For arguably too long my apartment has been dominated by the presence of a Belkin wireless router, tireless in it’s pursuit of 802.11G stability.  So I picked up a Cisco WRT610N which would allow me to use the significantly faster 802.11N technology for those devices which are capable while also supporting my “legacy” wireless devices.  This is so much fun I’m feeling palpitations just thinking about it – maybe next I should fill out some warranty cards.  Anyway, the refurb device I bought was a v1 device with OEM firmware – that just will not do – we’re going to put DD-WRT on there and let a Linux kernel do the heavy lifting.

Preface:  I take no responsibility for what you’re about to do with your router.  I don’t want to say it’s highly likely you’ll screw something up I just want to mention that it is possible that something goes wrong and your router is bricked.  If that happens you need to meet my friend Google.  Google is going to be your best friend but I won’t.  I might even laugh because of some social maladjustment.

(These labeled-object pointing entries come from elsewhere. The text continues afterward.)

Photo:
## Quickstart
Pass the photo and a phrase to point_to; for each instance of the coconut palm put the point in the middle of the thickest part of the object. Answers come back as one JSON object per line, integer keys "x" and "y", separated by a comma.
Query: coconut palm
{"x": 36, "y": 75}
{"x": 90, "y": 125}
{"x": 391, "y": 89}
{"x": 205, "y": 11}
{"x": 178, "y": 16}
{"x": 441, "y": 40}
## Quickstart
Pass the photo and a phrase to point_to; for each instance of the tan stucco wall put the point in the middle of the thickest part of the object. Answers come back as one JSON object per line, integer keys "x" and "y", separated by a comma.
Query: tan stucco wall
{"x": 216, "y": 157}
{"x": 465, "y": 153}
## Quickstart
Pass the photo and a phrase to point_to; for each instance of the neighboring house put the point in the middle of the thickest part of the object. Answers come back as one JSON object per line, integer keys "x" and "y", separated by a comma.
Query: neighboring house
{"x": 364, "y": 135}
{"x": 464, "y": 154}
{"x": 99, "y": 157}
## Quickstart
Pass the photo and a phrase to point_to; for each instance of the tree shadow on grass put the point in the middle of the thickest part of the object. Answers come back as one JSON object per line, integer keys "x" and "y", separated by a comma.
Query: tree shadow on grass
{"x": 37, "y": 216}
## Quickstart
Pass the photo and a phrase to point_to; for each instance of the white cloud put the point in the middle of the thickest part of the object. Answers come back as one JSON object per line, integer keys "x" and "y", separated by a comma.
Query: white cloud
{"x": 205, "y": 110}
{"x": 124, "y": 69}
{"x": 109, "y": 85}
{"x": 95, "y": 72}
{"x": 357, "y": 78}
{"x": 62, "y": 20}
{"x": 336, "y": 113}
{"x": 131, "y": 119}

Step 1 was to perform ye olde 30/30/30 reset.  This operation, which initially daunts the installer, involves holding the reset button for 3o seconds with the device powered up, continue to hold for 30 more seconds after unplugging, and once more for 30 seconds after plugging the device in.  Basically hold that reset button for at least 90 seconds.  After the device comes back online open IE and make your way to http://192.168.1.1 and login using admin/admin.  Navigate to Administration and select firmware upgrade.  I grabbed the binary file from here and was able to paste the following into the firmware upgrade textbox:

ftp://dd-wrt.com/others/eko/BrainSlayer-V24-preSP2/03-24-10-r14144/broadcom/dd-wrt.v24_mega_wrt610n.bin

After receiving the completion message wait for at least 5 minutes.  This short time period feels very long.  In retrospect I might have planned to get a sandwich or something – instead I spent 5 very long minutes watching the clock before removing power for 10 seconds.  Attach a PC to the router and wait to receive a DHCP address before repeating the 30/30/30 reset.  After this you can connect to the router and configure it – you’ll know you were successful when you see the DD-WRT logo as you connect.  If I’ve had one problem it was adapting syslog to use rsyslog to push privilege escalation attempts to a remote log repository.